Today, 750 years ago, Friar Thomas d'Aquino of the Order of Preachers breathed his last, at a Cistercian monastery in Fossanova, en route to an ecumenical council (Lyon II) that his friend and colleague, the Franciscan Bonaventure, would reach but where he, too, would die.

Before dying, Thomas received the Viaticum with tremendous devotion and submitted all his writings, especially on the Blessed Sacrament, to the judgment of the Church. The Church's judgment has been clear: for over 700 years, the magisterium has held up St Thomas Aquinas's writings as the norm and measure of studies in the Catholic Church.
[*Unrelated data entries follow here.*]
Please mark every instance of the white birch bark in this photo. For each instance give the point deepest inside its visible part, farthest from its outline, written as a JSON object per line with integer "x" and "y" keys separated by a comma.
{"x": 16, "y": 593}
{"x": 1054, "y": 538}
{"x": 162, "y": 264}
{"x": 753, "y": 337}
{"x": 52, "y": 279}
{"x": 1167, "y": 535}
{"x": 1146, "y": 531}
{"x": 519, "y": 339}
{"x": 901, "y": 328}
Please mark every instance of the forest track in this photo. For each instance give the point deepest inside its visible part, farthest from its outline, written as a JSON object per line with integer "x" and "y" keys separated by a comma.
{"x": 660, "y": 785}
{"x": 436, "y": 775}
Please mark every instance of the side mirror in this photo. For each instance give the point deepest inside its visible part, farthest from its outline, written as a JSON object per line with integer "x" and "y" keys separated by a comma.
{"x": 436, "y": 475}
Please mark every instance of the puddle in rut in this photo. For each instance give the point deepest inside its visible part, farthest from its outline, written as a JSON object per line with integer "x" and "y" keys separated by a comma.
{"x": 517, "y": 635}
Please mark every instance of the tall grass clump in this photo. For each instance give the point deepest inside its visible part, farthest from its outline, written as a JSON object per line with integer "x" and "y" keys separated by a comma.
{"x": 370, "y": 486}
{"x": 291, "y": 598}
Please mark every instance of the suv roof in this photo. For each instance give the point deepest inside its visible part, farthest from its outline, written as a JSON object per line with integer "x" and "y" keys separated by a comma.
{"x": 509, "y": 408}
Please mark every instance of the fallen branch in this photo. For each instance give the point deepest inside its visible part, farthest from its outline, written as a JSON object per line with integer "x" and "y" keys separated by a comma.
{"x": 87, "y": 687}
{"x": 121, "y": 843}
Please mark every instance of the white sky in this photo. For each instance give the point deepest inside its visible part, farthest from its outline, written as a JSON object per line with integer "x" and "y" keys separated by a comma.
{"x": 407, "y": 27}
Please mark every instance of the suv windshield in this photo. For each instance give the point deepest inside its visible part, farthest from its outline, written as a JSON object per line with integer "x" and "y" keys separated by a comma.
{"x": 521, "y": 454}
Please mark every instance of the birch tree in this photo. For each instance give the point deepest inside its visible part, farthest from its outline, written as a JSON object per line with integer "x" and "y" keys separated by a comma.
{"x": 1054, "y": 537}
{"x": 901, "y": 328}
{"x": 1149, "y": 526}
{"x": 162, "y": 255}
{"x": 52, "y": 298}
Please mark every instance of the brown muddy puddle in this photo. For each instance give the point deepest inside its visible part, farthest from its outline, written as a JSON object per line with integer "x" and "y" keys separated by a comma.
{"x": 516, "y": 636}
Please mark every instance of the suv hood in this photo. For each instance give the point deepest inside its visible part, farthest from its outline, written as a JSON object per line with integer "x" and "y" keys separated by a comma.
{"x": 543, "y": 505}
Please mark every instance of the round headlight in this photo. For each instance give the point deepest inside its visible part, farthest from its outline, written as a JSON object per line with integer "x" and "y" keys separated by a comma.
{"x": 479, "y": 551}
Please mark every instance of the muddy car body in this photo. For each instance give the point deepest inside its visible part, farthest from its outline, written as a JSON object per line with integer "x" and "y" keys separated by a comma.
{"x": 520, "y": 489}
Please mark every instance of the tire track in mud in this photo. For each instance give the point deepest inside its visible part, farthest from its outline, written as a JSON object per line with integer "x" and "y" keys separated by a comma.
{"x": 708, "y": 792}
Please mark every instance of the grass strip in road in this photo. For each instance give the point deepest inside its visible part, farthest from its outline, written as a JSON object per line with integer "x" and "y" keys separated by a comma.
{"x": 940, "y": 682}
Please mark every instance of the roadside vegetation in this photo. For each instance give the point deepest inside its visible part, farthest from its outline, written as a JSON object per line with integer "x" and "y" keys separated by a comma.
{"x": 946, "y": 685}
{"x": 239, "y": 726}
At the Council of Trent, alongside the Bible was placed the Summa theologiae as a trustworthy reference. And why? As the early biographers relate, Thomas heard one day the voice of Christ saying to him: "You have written well of me, Thomas. What reward would you have?" To which the friar replied: "Only yourself, Lord." This was the reward he always sought, and it was the reward given to him.

Most people think of Aquinas as an argumentative scholar, if not a proto-rationalist. And there is no doubt he was philosophically acute, syllogistically supple, dialectically driven. But he was above all a man of faith, pervasive prayer, intense devotion, and radical service to his neighbor.
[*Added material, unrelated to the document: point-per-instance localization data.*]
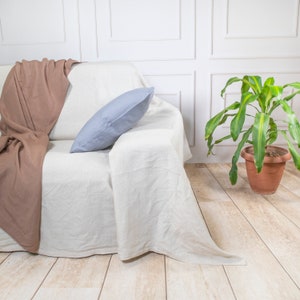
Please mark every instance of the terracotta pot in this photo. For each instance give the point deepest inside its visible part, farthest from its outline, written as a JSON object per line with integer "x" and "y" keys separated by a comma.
{"x": 267, "y": 181}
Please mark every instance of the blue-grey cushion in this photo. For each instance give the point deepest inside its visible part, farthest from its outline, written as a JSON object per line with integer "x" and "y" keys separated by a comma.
{"x": 112, "y": 120}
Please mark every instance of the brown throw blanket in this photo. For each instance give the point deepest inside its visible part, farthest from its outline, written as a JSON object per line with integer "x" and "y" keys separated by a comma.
{"x": 32, "y": 98}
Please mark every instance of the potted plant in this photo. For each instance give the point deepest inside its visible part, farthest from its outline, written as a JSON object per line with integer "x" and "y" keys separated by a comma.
{"x": 264, "y": 98}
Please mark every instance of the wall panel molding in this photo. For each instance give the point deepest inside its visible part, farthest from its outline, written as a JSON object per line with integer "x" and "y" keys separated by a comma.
{"x": 158, "y": 30}
{"x": 240, "y": 30}
{"x": 35, "y": 31}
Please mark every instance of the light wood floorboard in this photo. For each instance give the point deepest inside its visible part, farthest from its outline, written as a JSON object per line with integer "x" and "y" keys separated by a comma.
{"x": 265, "y": 230}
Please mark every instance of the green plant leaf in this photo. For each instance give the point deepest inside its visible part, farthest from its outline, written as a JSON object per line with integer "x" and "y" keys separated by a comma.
{"x": 217, "y": 120}
{"x": 233, "y": 173}
{"x": 291, "y": 96}
{"x": 295, "y": 85}
{"x": 293, "y": 151}
{"x": 238, "y": 121}
{"x": 255, "y": 83}
{"x": 293, "y": 122}
{"x": 229, "y": 82}
{"x": 259, "y": 137}
{"x": 269, "y": 81}
{"x": 272, "y": 132}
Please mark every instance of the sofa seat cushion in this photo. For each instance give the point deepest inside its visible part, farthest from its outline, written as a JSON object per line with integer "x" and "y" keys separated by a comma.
{"x": 77, "y": 203}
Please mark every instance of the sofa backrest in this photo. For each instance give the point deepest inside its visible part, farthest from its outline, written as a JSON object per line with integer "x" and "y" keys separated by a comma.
{"x": 92, "y": 85}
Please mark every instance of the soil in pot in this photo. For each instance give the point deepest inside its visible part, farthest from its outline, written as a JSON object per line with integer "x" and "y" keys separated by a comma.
{"x": 267, "y": 181}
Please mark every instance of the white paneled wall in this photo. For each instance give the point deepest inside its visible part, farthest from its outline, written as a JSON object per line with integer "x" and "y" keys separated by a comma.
{"x": 186, "y": 49}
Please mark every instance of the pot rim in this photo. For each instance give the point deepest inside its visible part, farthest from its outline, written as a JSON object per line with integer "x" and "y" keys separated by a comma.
{"x": 284, "y": 154}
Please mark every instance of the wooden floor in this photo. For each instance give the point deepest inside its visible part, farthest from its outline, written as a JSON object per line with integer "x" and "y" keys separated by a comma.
{"x": 263, "y": 229}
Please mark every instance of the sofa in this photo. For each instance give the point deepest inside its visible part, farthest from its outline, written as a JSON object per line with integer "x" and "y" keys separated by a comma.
{"x": 130, "y": 198}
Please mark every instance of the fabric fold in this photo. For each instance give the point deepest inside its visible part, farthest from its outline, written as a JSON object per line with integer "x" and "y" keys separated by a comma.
{"x": 32, "y": 98}
{"x": 155, "y": 207}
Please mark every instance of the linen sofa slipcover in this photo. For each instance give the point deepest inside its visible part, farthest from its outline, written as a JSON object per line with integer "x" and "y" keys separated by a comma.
{"x": 129, "y": 199}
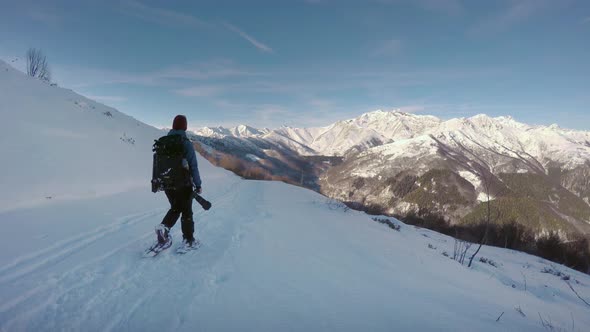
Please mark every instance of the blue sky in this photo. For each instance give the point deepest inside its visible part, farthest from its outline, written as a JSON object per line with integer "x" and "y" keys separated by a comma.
{"x": 309, "y": 63}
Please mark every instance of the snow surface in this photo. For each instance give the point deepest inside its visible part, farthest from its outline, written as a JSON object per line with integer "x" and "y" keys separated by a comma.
{"x": 49, "y": 133}
{"x": 274, "y": 258}
{"x": 503, "y": 135}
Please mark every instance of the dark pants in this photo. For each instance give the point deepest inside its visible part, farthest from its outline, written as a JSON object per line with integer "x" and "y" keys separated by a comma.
{"x": 181, "y": 202}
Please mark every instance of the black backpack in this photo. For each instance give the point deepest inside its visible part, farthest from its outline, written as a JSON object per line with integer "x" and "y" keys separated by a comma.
{"x": 168, "y": 171}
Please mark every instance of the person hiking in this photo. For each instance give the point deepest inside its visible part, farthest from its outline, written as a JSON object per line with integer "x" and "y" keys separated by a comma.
{"x": 180, "y": 195}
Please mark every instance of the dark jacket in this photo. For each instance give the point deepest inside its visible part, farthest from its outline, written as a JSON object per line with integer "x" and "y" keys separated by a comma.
{"x": 190, "y": 156}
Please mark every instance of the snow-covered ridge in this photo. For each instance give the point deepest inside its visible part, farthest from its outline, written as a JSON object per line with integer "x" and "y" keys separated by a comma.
{"x": 502, "y": 134}
{"x": 54, "y": 143}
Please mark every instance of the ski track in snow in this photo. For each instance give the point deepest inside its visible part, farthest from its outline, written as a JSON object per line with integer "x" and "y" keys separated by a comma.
{"x": 109, "y": 273}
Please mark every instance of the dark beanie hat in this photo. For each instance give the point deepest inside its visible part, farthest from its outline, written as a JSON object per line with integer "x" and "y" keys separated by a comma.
{"x": 179, "y": 122}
As a young boy, he was saturated with the liturgical life of the Benedictines. As a young man, he threw in his lot with controversial mendicant itinerant preachers who demanded that he "follow poor the poor Christ." That's not something your typical rationalist would do. As a student, he was a faithful companion to Albert the Great, assisting him in his work. As a professor, he wrote book after book, not having exclusively his own "research interests" in mind, but primarily responding to the needs of others: his students (e.g., the commentaries on Aristotle), fellow preachers (e.g., the two Summae), fellow religious (e.g., polemical works in defense of the Mendicants, expert responses to questions from the master general and from far-flung missions), and, indeed, the entire body of Catholics, when he composed at Pope Urban IV's request the Office and Mass of Corpus Christi, the greatest masterpiece in the Latin liturgical books.

Even at the end of his life, shattered and exhausted, he began the journey to Lyon to participate in a council, unusually riding on horseback due to his weak condition, rather than tromping the roads as he had done the rest of his life, as mendicants were required to do out of their vow of poverty.
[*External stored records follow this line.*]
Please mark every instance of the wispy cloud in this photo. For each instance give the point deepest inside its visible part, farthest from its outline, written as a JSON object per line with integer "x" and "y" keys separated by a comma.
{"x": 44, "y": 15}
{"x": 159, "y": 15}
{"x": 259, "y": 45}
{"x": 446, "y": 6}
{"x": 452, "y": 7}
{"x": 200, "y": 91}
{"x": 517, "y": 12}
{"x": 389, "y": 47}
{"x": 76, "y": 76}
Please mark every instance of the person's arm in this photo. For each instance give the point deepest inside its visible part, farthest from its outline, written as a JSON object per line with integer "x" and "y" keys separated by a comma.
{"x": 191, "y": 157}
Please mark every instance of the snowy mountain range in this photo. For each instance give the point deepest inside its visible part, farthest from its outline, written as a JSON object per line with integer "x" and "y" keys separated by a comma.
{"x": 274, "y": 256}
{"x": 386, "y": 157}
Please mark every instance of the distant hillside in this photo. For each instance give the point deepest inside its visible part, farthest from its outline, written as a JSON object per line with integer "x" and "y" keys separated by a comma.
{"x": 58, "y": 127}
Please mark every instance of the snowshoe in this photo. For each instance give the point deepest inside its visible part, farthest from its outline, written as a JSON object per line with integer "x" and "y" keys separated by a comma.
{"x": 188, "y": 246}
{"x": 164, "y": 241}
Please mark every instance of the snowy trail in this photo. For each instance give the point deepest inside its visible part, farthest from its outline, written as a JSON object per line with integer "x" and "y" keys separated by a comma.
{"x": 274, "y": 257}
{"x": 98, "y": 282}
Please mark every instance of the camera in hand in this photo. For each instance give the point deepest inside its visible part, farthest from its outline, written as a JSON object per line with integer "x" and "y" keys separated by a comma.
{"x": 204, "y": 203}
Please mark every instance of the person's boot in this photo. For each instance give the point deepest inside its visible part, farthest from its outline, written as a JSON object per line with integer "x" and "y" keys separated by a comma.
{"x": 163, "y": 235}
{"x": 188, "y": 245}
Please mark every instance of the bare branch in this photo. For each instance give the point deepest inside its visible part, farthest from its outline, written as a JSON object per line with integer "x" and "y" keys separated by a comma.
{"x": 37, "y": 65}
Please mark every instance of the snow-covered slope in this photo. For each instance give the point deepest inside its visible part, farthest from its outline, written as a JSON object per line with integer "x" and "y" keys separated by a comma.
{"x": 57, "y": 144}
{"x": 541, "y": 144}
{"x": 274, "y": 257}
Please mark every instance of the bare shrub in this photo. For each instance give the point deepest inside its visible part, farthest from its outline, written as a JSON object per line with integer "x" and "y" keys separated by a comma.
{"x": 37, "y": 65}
What is perhaps least known about this great saint is his liturgical theology and spirit. As his early biographer William of Tocco puts it:

He was especially devoted to the most holy Sacrament of the Altar; since it had been granted him to write so profoundly of this, he was likewise given grace to celebrate it all the more devoutly…. During Mass he often would be seized by such strong feelings of devotion that he dissolved in tears, because he was absorbed in the holy mysteries of the great sacrament and invigorated by its offering.


In a biographical sketch, Fr Simon Tugwell observes:

Thomas’ deep devotion to the Mass emerges clearly from all our sources. Sometimes he evidently became deeply absorbed in it and was profoundly moved by it. Toward the end of his life he sometimes became so absorbed that he just stopped and had to be roused by the brethren to continue with the celebration.


If we would see up-close how attentive St Thomas Aquinas was to the Latin ceremonies he performed (already by that time, in the thirteenth century, viewed as immemorial and “set in place”!), how conscious he was of their numerous open and hidden meanings, how ready to defend their legitimacy and fittingness, we need look no further than to certain extensive passages of his writing where he comments on the liturgy much as he does on Scripture or the Philosopher.

Happily, the work of collecting and synthesizing the relevant passages from Aquinas’s writings has been completed in time for this 750th anniversary by Urban Hannon in his new book Thomistic Mystagogy (Os Justi Press), which I encourage you to check out.


I wish one and all a happy feast of St Thomas Aquinas!